Sosyal Demokrat Dergi’nin bu sayısı için yazı istendiğinde konu bizlere bırakılmış, herhangi bir konuda yazabileceğimiz belirtilmişti. Bu sayı için politika ya da yakıcı güncel konular dışında bir konu hakkında yazmayı düşünüyordum ki, tüm dünyanın gözü önünde yeni bir şiddet sarmalı yaşanmaya başlandı. Ortadoğu’nun kanayan yarası ve kapanmayan Filistin sorunu yeniden ağır bir savaşla gündeme geldi. Üstelik bu sefer son yılların en acımasız saldırılarının yaşandığı çatışmalardan birine
tanıklık etmek zorunda kalıyoruz. Bizim gibi Ortadoğu ile Avrupa’nın kesiştiği bir coğrafyada kalan bir ülkede siyaset yapıyorsanız güzel şeyler yazmak ya da yaşamak konusunda şansınız pek yaver gitmiyor demektir. Bu durumda hemen akla ilk olarak o meşhur söz geliyor “coğrafya kaderdir”.

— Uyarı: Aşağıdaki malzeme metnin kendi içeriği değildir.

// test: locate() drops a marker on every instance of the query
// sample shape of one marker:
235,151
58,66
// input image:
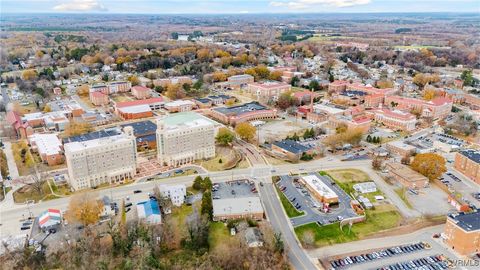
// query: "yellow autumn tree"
246,131
84,208
430,165
75,128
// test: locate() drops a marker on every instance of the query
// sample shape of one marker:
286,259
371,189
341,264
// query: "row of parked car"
436,262
383,253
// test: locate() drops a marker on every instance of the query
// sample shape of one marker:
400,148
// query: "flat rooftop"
184,117
142,128
93,135
321,188
471,154
81,145
468,222
291,146
240,109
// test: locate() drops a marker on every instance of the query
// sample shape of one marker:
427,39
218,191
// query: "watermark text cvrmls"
466,263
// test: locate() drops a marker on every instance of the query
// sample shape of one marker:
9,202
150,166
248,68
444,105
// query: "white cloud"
81,5
303,4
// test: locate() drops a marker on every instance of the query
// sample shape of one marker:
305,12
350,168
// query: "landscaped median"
289,208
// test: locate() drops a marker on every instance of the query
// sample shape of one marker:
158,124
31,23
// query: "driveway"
278,219
310,206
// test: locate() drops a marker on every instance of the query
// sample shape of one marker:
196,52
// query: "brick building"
99,98
438,107
462,232
268,90
396,119
141,92
242,113
468,163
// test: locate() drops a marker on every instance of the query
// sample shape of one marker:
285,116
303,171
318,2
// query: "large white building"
185,137
176,193
106,159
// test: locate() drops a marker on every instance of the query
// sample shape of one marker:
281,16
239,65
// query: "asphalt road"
275,214
312,214
10,216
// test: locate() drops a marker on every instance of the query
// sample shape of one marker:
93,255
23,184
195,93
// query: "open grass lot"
347,178
377,220
289,208
218,234
29,193
401,191
317,37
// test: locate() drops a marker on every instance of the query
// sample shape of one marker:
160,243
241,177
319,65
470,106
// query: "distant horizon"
205,7
246,14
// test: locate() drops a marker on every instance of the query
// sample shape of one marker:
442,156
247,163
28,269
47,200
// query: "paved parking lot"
430,201
463,186
378,256
310,206
234,189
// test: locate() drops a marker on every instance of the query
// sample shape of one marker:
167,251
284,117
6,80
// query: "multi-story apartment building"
268,90
396,119
101,157
99,98
141,92
462,232
242,113
110,88
183,138
468,163
240,81
438,107
173,80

Coğrafya, kaderimizin akış yönünü çok belirleyici olsa da gerçekten kader haline gelmiş olan tüm bu süreçleri yaşamak zorunda mıydık/mıyız? Coğrafya gerçekten bir kader miydi? Yoksa biz mi bu kaderi seçtik. Belki bu coğrafyada doğmayı seçmedik ama yüzyılların politik yanlışlarını bizden öncekiler seçti sonuçlarını bizler yaşıyoruz. Bizden sonraki nesiller de aynı şeyleri yaşamak zorunda değil! Barışın gelmesi, bir yerde insanlar acı çekiyor zulüm görüyorsa başka bir tarafın da rahat etmemesinden geçer. Ölenin kimliğine, diline, dinine, teninin rengine, ideolojisine bakılmıyorsa barışın hayata geçirilmesi tam da buradan başlar. Vicdan meselesine insani bir duygu olarak bakılıp devletlerin vicdanı olmaz deniyorsa savaşlar da buradan sürer.
Savaşlar, savaşlar…
Ortadoğu’da otoriter, totaliter rejimlerin ve kaotik siyasal sistemlerin yarattığı her buhranlarda her zaman sivil halklar bedel ödüyor. Tüm bunların sonucunda insanlar katlediliyor, çocuklar ölüyor, çocuklar kimsesiz kalıyor, kadınlar katlediliyor, kadınların ölü bedenleri teşhir ediliyor, insanlar göçe zorlanıyor; hayatlarını, hayallerini, mal varlıklarını geleceğe dair ne varsa bekledikleri onları bırakarak bir bilinmeze ve muhtemel acılara doğru gitmek zorunda kalıyorlar. Gündemimizde şimdi İsrail ve Filistin var, bir süre önce de Ermenistan ve Azerbaycan vardı, ondan önce Rusya ve Ukrayna savaşı vardı -ki halen sürüyor- ama artık pek fazla gündeme gelmiyor; alışıyor insanlar. Kuzeydoğu Suriye’de yaşanan yine insanlık dramı var. Ancak o pek gündeme gelmiyor; orası mayınlı bölge; orada Kürtler yaşıyor. İşte bu kısımda ideoloji insani duyguların önüne geçiyor. Oysa orada da hastaneler bombalanıyor, yaşam alanları yok oluyor, camiler yıkılıyor, çocuklar ölüyor, insanlar göç etmek zorunda kalıyor. Acılarda ayrım yapmamak da barışın bir diğer koşuludur. Savaşlara masa başında oturan erkekler karar veriyor siviller ölüyor.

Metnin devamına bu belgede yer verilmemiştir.